The below tragic suicide report was sent to NewsLanc by one of our contributors.
In the state of Oregon and elsewhere in the world, there are provisions for the chronically ill and elderly to terminate their lives without jumping out of hospital windows.
Why do we treat those with good and valid reasons for passing from life in a peaceful manner, possibly surrounded by love ones, as though they are little children who must be protected from running across the street?
“At about 4:30 pm, Wednesday, August 5th, Officers of the Lancaster City Bureau of Police were dispatched to Lancaster General Hospital for the report of an individual who had fallen from an 8th floor window. Officers and Detectives responded to the scene, spoke to hospital personnel, as well as other witnesses and it was determined that a patient, a 70 year old Lancaster County man, had apparently jumped through the 8th floor window of his room and fell approximately four floors to a roof below.

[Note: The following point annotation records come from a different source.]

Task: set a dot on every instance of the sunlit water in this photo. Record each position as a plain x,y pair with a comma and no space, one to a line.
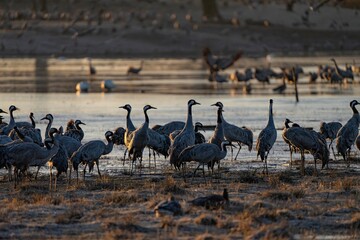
101,112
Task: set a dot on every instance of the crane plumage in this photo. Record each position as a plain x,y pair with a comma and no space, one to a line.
89,154
185,138
139,138
348,133
266,138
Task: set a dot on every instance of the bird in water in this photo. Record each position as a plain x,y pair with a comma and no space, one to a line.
134,70
90,153
266,138
348,133
139,139
185,138
213,201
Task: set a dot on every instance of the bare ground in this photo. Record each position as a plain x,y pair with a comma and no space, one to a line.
281,205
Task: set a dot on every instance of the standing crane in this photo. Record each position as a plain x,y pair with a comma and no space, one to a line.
185,138
267,138
89,154
347,135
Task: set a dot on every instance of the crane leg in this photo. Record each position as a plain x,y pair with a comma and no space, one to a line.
97,165
238,151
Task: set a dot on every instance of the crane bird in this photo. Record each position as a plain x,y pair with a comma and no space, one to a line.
218,136
107,85
307,140
129,127
213,201
89,154
347,74
266,138
139,139
286,127
133,70
170,127
215,63
82,87
26,154
329,131
348,133
236,134
6,129
204,153
199,137
76,133
185,138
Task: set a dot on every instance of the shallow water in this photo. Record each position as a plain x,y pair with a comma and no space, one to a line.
100,112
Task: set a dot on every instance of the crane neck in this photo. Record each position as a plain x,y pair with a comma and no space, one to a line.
129,123
48,128
32,121
271,118
189,121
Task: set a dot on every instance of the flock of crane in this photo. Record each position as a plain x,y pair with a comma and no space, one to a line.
21,144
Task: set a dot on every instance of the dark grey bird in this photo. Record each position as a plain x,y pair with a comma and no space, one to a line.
76,133
129,127
204,154
199,137
168,207
215,63
139,138
90,153
170,127
135,70
347,135
329,131
345,74
266,138
185,138
6,129
236,134
308,140
218,136
213,201
26,154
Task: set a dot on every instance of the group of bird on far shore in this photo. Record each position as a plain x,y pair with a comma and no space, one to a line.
21,144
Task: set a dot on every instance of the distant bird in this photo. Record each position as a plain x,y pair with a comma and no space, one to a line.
236,134
266,138
107,85
82,87
199,137
92,70
262,76
348,133
6,129
90,153
168,207
346,74
329,131
133,70
307,140
76,133
170,127
215,63
204,154
213,201
185,138
242,77
139,138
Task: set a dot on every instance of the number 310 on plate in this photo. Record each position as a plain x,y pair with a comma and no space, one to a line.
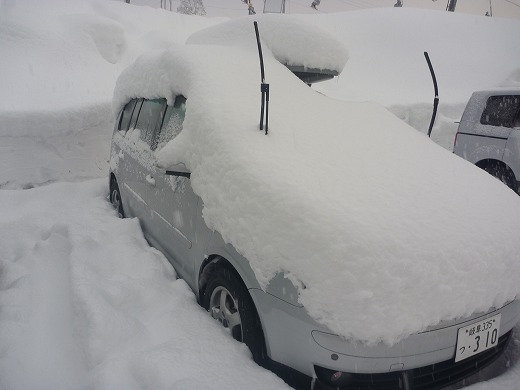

“The patient was in the presence of medical personnel at the time this took place and the patient was immediately rushed into the Trauma Unit for emergency medical treatment. However, unfortunately attempts at resuscitation were not successful and the patient was pronounced deceased a short time later.
“Out of respect for the patient’s family and loved ones, the identity of the patient is not being released and no further information is available at this time.”
Although the state of Oregon allows for assisted suicide, such is not in the public’s best interest. The family and friends of the person who is conically ill needs to learn from the person that is suffering what grace he or she has in enduring with in dying. It is easy to just throw in the towel, but all we learn from that is that they were a quitter, and that life is meaningless. It desensitizes us to value in existing. Pets on the other hand can teach us nothing through suffering as they can’t discuss where they hurt or why.
I don’t understand the previous commenter’s angle. You’re insisting that someone in perhaps excruciating pain from a terminal illness be kept alive, either artificially or by deprivation of the means of freeing themselves from their pain, so that YOU might learn something from their suffering? I find it tremendously insensitive and immature to call such persons “quitters.” To be sure, there ARE legitimate concerns. We need to be absolutely certain that it’s what the person wants and that the decision is made with some soundness of mind. But then we can get into a debate about whether someone is in their right mind when they decide that they don’t want to live anymore. But who are you to say that they’re not? There has to be some respect for individual autonomy here. It’s your life. Shouldn’t you have control over whether you would like to end it or not? On what basis does the state deny patients and their doctors this option? Just as putting down a pet is sometimes the “humane” thing to do, so it is with the end of life and terminal illness. It’s true that we have to be sure that it’s what the person wants or would have wanted. We don’t want to create the easily imaginable circumstance in which people try to “off” their parents or grandparents, or put pressure on them to make the decision themselves, for financial reasons. But I do think that it’s ultimately up to the individual. No one is obligated to stay alive and suffer for your spiritual enlightenment. It’s their life. It’s their pain.
I don’t know that it’s clear that the man in this case intended to commit suicide. Probably. But it’s just as possible for a medical patient to become delirious.